西洋音楽が教育制度や演奏会文化に取り入れられ、伝統音楽も新しい表現を模索する時代に入ります。箏曲の分野では宮城道雄を中心とする新日本音楽の動きが生まれ、西洋音楽の要素を取り入れた新しい邦楽が作られました。国立国会図書館は、宮城道雄が大正8年の自作箏曲第一回演奏会を皮切りに西洋音楽の要素を持つ箏曲を発表し、こうした動きが「新日本音楽」と呼ばれたと説明しています。

三味線もまた、古典の伝承だけでなく、新作、現代邦楽、舞台音楽、映画音楽、ポップス、ロック、ジャズ、海外公演などへ広がっていきました。現代邦楽の流れでは、洋楽の演奏スタイルや作曲法を取り入れた試み、津軽三味線奏者によるロック的な演奏、エレクトリック三味線なども登場しています。

一方で、地歌、長唄、義太夫、常磐津、清元、小唄、端唄、民謡などの古典的な三味線音楽も、現在まで受け継がれています。

三味線の歴史は、古いものが新しいものに置き換わった歴史ではありません。古典を守る流れと、新しい表現を生み出す流れが並行して存在してきた歴史です。

三味線の歴史を知ると、音楽ジャンルの違いが見えてくる

三味線の歴史を学ぶと、三味線音楽のジャンルの違いがよりはっきり見えてきます。

地歌は、上方の座敷文化や当道座の音楽家、箏曲との結びつきの中で発展しました。

長唄は、歌舞伎舞踊とともに華やかな舞台音楽として発展しました。

義太夫節は、人形浄瑠璃の物語を語る音楽として、太夫と太棹三味線の強い結びつきの中で発展しました。

常磐津や清元は、歌舞伎舞踊の中で語り物として独自の表現を築きました。

民謡や津軽三味線は、地域の暮らし、門付け芸、歌の伴奏、競演文化の中で発展しました。

このように、三味線の音色や奏法は、単に楽器の構造だけで決まるものではありません。どこで演奏されたのか、誰が演奏したのか、何を表現するための音楽だったのかによって、三味線は姿を変えてきました。

まとめ|三味線は、日本の音楽文化を映す楽器

三味線は、中国の三弦、琉球の三線をルーツに持ちながら、日本本土で独自に発展した楽器です。

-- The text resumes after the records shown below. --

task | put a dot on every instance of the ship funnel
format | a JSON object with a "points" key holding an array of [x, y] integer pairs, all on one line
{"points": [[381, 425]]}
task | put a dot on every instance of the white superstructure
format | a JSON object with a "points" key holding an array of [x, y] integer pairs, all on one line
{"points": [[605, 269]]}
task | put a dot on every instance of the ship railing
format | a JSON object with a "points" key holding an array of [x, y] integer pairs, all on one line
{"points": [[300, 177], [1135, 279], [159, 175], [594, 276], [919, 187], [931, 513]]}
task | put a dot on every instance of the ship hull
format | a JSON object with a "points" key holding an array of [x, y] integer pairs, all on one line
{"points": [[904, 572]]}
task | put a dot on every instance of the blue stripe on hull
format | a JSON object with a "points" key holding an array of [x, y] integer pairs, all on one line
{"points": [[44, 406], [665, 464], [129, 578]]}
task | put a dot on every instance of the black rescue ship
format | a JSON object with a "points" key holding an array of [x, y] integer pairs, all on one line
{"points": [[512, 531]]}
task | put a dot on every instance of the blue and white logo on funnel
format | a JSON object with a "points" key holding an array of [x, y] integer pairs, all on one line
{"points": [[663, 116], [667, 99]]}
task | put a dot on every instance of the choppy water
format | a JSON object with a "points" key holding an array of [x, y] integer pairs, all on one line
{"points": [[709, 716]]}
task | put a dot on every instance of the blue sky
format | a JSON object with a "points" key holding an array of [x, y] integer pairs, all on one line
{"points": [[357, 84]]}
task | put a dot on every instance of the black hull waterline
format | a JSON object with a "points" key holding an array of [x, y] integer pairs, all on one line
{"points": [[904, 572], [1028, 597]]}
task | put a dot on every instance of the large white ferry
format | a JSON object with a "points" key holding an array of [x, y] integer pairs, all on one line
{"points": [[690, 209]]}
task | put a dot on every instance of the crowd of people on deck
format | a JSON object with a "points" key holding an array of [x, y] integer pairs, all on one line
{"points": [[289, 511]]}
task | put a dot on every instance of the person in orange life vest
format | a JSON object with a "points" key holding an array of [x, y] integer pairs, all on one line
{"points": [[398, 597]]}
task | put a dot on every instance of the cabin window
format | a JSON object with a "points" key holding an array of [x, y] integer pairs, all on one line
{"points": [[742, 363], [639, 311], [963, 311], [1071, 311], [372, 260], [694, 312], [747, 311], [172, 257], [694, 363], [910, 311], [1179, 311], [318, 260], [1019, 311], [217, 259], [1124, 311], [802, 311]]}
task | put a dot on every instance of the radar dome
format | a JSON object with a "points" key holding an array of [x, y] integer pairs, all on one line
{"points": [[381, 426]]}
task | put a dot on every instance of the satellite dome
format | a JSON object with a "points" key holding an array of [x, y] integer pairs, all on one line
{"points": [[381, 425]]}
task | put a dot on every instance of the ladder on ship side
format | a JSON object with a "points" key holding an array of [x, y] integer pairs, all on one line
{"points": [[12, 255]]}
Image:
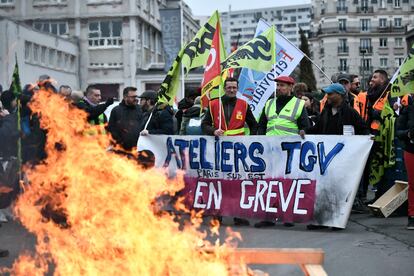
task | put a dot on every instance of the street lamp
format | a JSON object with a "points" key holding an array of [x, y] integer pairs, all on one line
{"points": [[363, 51]]}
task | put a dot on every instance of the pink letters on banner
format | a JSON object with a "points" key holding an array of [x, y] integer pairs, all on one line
{"points": [[289, 200]]}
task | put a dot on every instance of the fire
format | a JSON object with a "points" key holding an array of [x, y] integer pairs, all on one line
{"points": [[93, 212]]}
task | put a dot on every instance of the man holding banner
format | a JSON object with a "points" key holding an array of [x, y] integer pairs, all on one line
{"points": [[283, 115], [234, 114]]}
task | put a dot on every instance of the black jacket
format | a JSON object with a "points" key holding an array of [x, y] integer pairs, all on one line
{"points": [[229, 103], [327, 123], [302, 122], [405, 124], [93, 111], [124, 124], [161, 121], [8, 136]]}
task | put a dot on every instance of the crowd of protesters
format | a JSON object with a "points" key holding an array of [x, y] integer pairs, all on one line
{"points": [[292, 110]]}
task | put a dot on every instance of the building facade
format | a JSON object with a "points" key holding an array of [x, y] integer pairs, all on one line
{"points": [[117, 39], [240, 26], [37, 54], [359, 36]]}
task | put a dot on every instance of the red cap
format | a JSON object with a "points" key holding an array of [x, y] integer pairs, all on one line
{"points": [[285, 79]]}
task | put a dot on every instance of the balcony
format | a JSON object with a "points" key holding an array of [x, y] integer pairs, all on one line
{"points": [[336, 30], [341, 10], [365, 9], [384, 29], [343, 50], [343, 69], [322, 51], [366, 50]]}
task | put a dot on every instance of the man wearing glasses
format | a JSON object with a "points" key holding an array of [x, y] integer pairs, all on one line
{"points": [[358, 99], [125, 120]]}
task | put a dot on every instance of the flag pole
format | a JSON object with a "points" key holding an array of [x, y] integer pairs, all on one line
{"points": [[182, 45]]}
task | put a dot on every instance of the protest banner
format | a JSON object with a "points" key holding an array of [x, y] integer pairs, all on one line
{"points": [[284, 178]]}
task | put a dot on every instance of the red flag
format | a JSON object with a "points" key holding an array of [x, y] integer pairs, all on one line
{"points": [[212, 71]]}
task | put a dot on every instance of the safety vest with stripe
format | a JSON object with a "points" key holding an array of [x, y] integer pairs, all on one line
{"points": [[378, 106], [97, 125], [360, 104], [237, 120], [284, 123]]}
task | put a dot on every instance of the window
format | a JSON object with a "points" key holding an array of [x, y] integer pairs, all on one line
{"points": [[59, 59], [343, 65], [43, 55], [383, 62], [383, 22], [55, 27], [343, 45], [146, 37], [365, 25], [35, 52], [52, 54], [365, 42], [364, 4], [341, 5], [105, 33], [399, 61], [383, 42], [342, 24], [397, 22], [397, 3], [398, 42], [6, 2], [27, 50]]}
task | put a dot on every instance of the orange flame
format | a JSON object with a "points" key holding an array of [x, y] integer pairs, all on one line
{"points": [[93, 213]]}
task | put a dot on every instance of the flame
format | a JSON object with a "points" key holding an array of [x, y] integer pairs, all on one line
{"points": [[93, 211]]}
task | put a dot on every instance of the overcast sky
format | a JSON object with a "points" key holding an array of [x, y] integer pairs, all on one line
{"points": [[207, 7]]}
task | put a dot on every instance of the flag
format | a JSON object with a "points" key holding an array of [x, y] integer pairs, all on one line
{"points": [[212, 74], [193, 55], [404, 81], [257, 54], [212, 69], [15, 86], [384, 149], [256, 87]]}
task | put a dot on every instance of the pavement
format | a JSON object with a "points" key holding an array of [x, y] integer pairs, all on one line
{"points": [[368, 246]]}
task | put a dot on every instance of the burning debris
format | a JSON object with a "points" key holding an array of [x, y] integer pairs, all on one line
{"points": [[92, 210]]}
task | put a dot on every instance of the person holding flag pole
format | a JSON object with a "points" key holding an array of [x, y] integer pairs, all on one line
{"points": [[193, 55], [403, 85]]}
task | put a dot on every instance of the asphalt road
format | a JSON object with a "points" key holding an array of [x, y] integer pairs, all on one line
{"points": [[368, 246]]}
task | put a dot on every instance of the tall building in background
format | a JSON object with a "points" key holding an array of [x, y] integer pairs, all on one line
{"points": [[359, 36], [240, 26], [119, 41]]}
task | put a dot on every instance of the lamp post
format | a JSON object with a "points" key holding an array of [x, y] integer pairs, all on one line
{"points": [[363, 51]]}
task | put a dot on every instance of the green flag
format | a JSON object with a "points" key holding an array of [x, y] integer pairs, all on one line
{"points": [[257, 54], [404, 82], [15, 86], [193, 55], [383, 150]]}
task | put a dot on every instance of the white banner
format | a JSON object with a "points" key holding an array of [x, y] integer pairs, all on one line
{"points": [[286, 178], [256, 87]]}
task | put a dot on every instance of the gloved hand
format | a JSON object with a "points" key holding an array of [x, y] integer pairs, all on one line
{"points": [[109, 101]]}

16世紀後半に堺へ伝わった三線は、琵琶法師や町人文化、座敷、劇場、遊里、民謡の場を通して、日本の三味線へと変化しました。江戸時代には、地歌、長唄、義太夫節、常磐津、清元など、多くの三味線音楽が生まれました。さらに近代以降は、津軽三味線、現代邦楽、舞台音楽、ポップスとの融合など、新しい表現へも広がっています。

三味線の歴史は、単なる楽器の歴史ではありません。

それは、歌の歴史であり、語りの歴史であり、劇場の歴史であり、座敷の歴史であり、地域芸能の歴史でもあります。

三味線の音を聴くとき、その背後には、琉球から堺へ渡った文化交流、上方の座敷で育った地歌、江戸の劇場で鳴り響いた長唄や義太夫、津軽の風土の中で磨かれた叩き奏法まで、長い時間の積み重ねがあります。

三味線は、三本の弦だけで日本のさまざまな感情、物語、風景を表してきた楽器なのです。